Does VTune do assembly code simulation, ie Quexal?
I don't know if you are familiar with a product called Quexal, but it allows you to type in MMX/SSE assembly and it will analyze it for you and compute for each instruction the cycle time and make graphs to maximize parrellism, and speed.
I like how VTune looks as a profiler, but I was wondering if would also be able to do something like that? Or does intel have another product like this? Thanks, Brian
Looks like old VTune versions like 4.5 5.0 had the feature you are talking about but it was dropped. The reason is that this analysis is not very precise, once it does not take into account some factors like: -the data avalability(was the data in cache? in L1, L2 or not ) -branch mispredicitons -pipe flashing etc.
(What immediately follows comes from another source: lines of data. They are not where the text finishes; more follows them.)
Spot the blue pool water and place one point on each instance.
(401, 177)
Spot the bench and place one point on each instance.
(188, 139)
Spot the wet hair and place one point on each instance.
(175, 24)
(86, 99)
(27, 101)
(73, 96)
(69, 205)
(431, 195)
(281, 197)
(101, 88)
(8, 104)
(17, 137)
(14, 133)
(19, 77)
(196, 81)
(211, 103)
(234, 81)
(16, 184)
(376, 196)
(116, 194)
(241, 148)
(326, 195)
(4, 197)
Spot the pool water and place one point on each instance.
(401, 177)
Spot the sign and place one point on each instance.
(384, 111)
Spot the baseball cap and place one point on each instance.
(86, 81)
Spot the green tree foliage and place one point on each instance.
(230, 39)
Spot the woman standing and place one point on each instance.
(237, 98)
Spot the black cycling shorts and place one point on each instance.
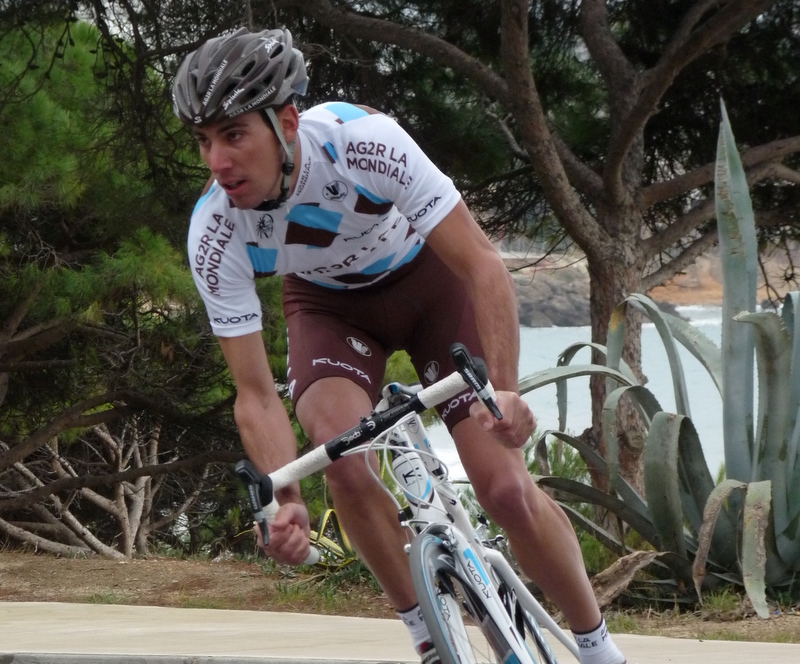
(421, 308)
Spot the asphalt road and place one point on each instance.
(52, 633)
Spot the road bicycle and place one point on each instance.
(459, 573)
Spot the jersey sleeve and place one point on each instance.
(379, 152)
(223, 273)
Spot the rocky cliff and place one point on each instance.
(556, 292)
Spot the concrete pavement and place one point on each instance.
(52, 633)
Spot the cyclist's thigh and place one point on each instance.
(323, 343)
(446, 316)
(331, 406)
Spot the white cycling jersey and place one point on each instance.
(366, 197)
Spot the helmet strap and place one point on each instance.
(288, 162)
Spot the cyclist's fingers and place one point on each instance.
(289, 546)
(517, 424)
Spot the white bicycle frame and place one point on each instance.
(436, 505)
(433, 500)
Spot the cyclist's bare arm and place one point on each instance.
(465, 249)
(268, 439)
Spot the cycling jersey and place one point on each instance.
(365, 198)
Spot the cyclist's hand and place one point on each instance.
(288, 535)
(517, 424)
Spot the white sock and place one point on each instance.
(597, 647)
(416, 626)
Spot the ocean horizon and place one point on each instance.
(541, 346)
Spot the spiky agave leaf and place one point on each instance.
(737, 241)
(776, 411)
(561, 386)
(705, 351)
(754, 537)
(616, 338)
(788, 542)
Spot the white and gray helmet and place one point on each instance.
(238, 73)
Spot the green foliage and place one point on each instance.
(711, 533)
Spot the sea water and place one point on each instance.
(541, 346)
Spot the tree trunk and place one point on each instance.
(611, 282)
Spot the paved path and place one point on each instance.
(52, 633)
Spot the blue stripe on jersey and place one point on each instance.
(202, 199)
(315, 217)
(326, 284)
(346, 112)
(373, 197)
(331, 151)
(263, 260)
(379, 266)
(409, 256)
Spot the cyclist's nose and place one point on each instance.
(217, 158)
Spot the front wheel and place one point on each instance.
(445, 596)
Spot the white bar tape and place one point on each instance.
(306, 465)
(443, 390)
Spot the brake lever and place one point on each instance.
(476, 375)
(259, 491)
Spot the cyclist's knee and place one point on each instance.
(513, 501)
(350, 477)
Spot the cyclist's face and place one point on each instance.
(244, 156)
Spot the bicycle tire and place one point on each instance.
(438, 580)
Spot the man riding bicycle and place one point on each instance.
(378, 253)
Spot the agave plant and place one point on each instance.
(746, 529)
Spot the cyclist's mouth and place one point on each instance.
(233, 187)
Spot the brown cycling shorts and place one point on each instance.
(421, 308)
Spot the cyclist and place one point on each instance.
(378, 252)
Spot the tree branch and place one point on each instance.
(536, 137)
(701, 213)
(350, 23)
(72, 417)
(662, 191)
(686, 258)
(27, 498)
(688, 44)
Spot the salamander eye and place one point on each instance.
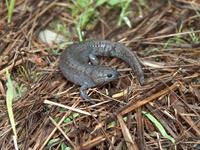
(109, 75)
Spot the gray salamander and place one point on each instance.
(74, 64)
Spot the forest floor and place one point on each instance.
(49, 113)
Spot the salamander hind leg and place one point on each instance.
(84, 95)
(93, 59)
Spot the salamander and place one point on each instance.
(75, 66)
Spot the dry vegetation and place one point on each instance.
(165, 35)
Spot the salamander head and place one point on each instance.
(104, 74)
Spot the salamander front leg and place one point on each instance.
(84, 95)
(93, 59)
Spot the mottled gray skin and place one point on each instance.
(74, 64)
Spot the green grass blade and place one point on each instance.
(10, 94)
(159, 126)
The real time events collection done by VTune can give you more realistic picture of the flow. It will take into consideration all possible factors influencing your flow (e.g. other processes/threads using the same cache lines etc)and you can analyze and decide how to improve your application n in "real word", ot in "theoretical icubator" and simpe arithmetics.
Profile guided data collection is needed for anything which depends strongly on compile time knowledge about preferred branches.
I'm not sure what you mean about data availability. P4/Xeon compilation assumes that hardware prefetch will be effective. The vectorizer is beginning to do some loop splitting analysis which may help with data buffering.
The IA64 compilers, at -O3, schedule prefetch and do versioning to take care of bank conflicts. They don't look at preceding loops to see when prefetch isn't needed.